With STRALA we address how we are first, learning a way of being easy in body and mind. We practice being gentle with ourselves, and responsive in our movement to who we are and how we feel. This combined way of being and moving leads us to some pretty spectacular results. We become sensitized to how we feel and responsive to what we need to be radiantly healthy. We become pretty great care givers of ourselves, and from this place have a firm ground to help others.

I’m thrilled that STRALA is now a part of BOKS, helping so many kids connect with themselves, get and stay radiantly healthy, and feel fantastic in the process. Having a little one now (our baby Daisy is 2 months old), I feel the importance personally of putting our attention on the wellbeing of children.

How we are is ultimately the experience we give to others.

I learned growing up how I wanted to be, and in my teens I learned a vocabulary of movement to continue this practice.

When I was a teenager, tension and rigidity had started to find their way into my life, as it does for most of us at some point or another. Learning a physical practice that matched the sensibilities and mindset I discovered as a kid was mind blowing. I realized we collect stress not through the things that happen in our lives, but in how we choose to live.

The coolest part is we can learn and practice a better way to deal with the simple and challenging moments alike. It begins with dropping the tension, and re-learning how to be in alignment with our selves through a mindset that says no pain no gain is a myth, and our best path to accomplishment is in feeling good every step of the way. It continues through a practice of natural movement in our lives, that agrees with our mindset.

Of course it’s really challenging sometimes to change our mindset. It’s so familiar to us, it’s in all our habits, and we’re comfortable here. We wear our stress with a badge of honor. If we’re exhausted, we must be working hard and achieving big things. If we’re super-frazzled, we must be headed toward our goals.

The tricky reality of living this way, soaked in stress, is our mind and body cannot function properly. In tension mode we can accomplish some things, but we eventually break down. In tension mode we fall out of the flow of possibilities. Our body literally can’t maintain optimal performance in these conditions, and to put it simply, is always preparing for battle. This is a strategy that works for the short-term, and when real dangers are present. But it’s not a strategy we can sustain, and it doesn’t work when the obstacles we face are mostly inside of us.

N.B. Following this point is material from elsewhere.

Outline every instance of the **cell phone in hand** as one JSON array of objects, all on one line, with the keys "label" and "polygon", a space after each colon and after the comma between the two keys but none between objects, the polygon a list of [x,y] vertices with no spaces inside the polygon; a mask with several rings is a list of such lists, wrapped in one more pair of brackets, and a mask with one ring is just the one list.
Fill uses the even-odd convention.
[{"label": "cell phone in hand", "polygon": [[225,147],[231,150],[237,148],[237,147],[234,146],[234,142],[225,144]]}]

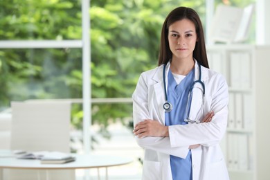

When we’re living in stress and tension mode, we collect more stress and tension, and eventually break down. When we live in harmony with our self, anything is possible.

Yoga is a wonderful practice with a rich vocabulary of movement. It allows us to get into our whole body and move in every direction possible, so every part of us can come into harmony with every other part. But the problem we run into with our yoga is the same problem we run into in our lives. We make it about nailing a pose, and hitting a goal. We bring our tension and stress along with us for the ride.

The amazing thing is, we come to yoga to de-stress and gain health and wellbeing, but it’s impossible to separate how we are in the rest of our life from how we are for those moments when we’re here to practice mindfulness. So we need to practice how we are, as a way to replace the old habits that don’t work so well with new ones that do.

We need to practice shifting our mindset from stiff and tense to soft and fluid. We need to believe in ourselves, and believe that when we stay in the process and focus on moving naturally, in alignment with ourselves, we’ll achieve more than when we force, push and struggle our way through life. This is a massive shift in how we are, and when we’re brave enough to take a look at how we are right now, we have massive opportunity to cultivate how we would like to be. This isn’t about becoming great at yoga. It’s about becoming great at you.

When you shift your attention away from the goal of a pose and onto yourself, you’ll be able to achieve so much more with grace and ease. You’ll be able to drop the tension and stress that lead to so many of our problems, and you’ll feel fantastic along the way.

You have everything you need, right inside, waiting to be discovered.